When people ask - and seems like people always be askin to where I can’t never get away from it - I say, Yeah, that’s right, my mother name was Henrietta Lacks, she died in 1951, John Hopkins took her cells and them cells are still livin today, still multiplyin, still growin and spreadin if you don’t keep em frozen. Science calls her HeLa and she’s all over the world in medical facilities, in all the computers and the Internet everywhere.

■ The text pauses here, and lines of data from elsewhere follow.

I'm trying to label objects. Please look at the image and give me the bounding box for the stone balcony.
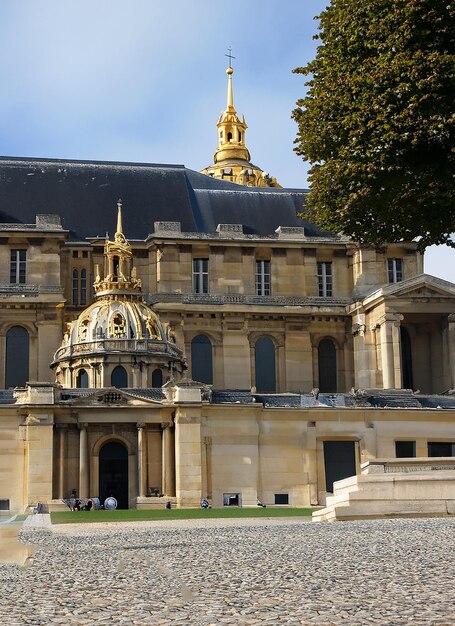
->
[148,293,351,307]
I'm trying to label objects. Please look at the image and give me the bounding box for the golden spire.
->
[201,48,280,187]
[93,200,141,296]
[226,67,235,111]
[115,198,125,242]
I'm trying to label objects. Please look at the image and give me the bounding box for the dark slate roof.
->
[0,157,312,240]
[211,389,455,410]
[59,387,166,403]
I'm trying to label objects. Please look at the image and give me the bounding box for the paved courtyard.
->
[0,519,455,626]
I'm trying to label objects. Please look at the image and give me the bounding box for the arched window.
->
[81,270,87,306]
[5,326,29,389]
[191,335,213,385]
[318,337,337,393]
[254,337,276,393]
[152,369,163,387]
[400,326,414,389]
[111,365,128,389]
[76,369,88,389]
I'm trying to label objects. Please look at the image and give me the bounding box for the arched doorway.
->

When I go to the doctor for my checkups I always say my mother was HeLa. They get all excited, tell me stuff like how her cells helped make my blood pressure medicines and antidepression pills and how all this important stuff in science happen cause of her. But they don’t never explain more than just sayin, Yeah, your mother was on the moon, she been in nuclear bombs and made that polio vaccine. I really don’t know how she did all that, but I guess I’m glad she did, cause that mean she helpin lots of people. I think she would like that.

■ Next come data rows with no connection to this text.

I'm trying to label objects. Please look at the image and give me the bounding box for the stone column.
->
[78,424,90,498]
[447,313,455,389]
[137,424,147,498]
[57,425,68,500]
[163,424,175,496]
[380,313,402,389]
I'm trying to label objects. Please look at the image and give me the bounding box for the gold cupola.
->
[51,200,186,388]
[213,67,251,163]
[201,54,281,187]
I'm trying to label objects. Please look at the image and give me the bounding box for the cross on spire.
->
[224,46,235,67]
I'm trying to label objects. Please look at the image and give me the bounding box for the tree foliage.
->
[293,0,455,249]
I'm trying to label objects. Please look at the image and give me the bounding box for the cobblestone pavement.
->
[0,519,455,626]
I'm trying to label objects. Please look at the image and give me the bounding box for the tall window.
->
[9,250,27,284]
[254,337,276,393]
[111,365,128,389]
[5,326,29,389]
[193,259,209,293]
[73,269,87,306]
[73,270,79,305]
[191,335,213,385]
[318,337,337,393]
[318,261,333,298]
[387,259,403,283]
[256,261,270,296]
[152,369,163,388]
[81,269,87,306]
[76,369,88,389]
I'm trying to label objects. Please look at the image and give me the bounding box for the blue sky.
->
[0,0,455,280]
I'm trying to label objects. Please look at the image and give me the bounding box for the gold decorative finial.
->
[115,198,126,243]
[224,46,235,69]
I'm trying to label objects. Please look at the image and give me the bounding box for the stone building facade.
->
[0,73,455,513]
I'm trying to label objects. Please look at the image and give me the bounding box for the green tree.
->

But I always have thought it was strange, if our mother cells done so much for medicine, how come her family can’t afford to see no doctors? Don’t make no sense. People got rich off my mother without us even knowin about them takin her cells, now we don’t get a dime. I used to get so mad about that to where it made me sick and I had to take pills. But I don’t got it in me no more to fight. I just want to know who my mother was.
- Deborah Lacks from The Immortal Life of Henrietta Lacks by Rebecca Skloot
I’m only about ten pages into The Immortal Life of Henrietta Lacks by Rebecca Skloot and I’m not sure how I’m going to emotionally handle reading this book.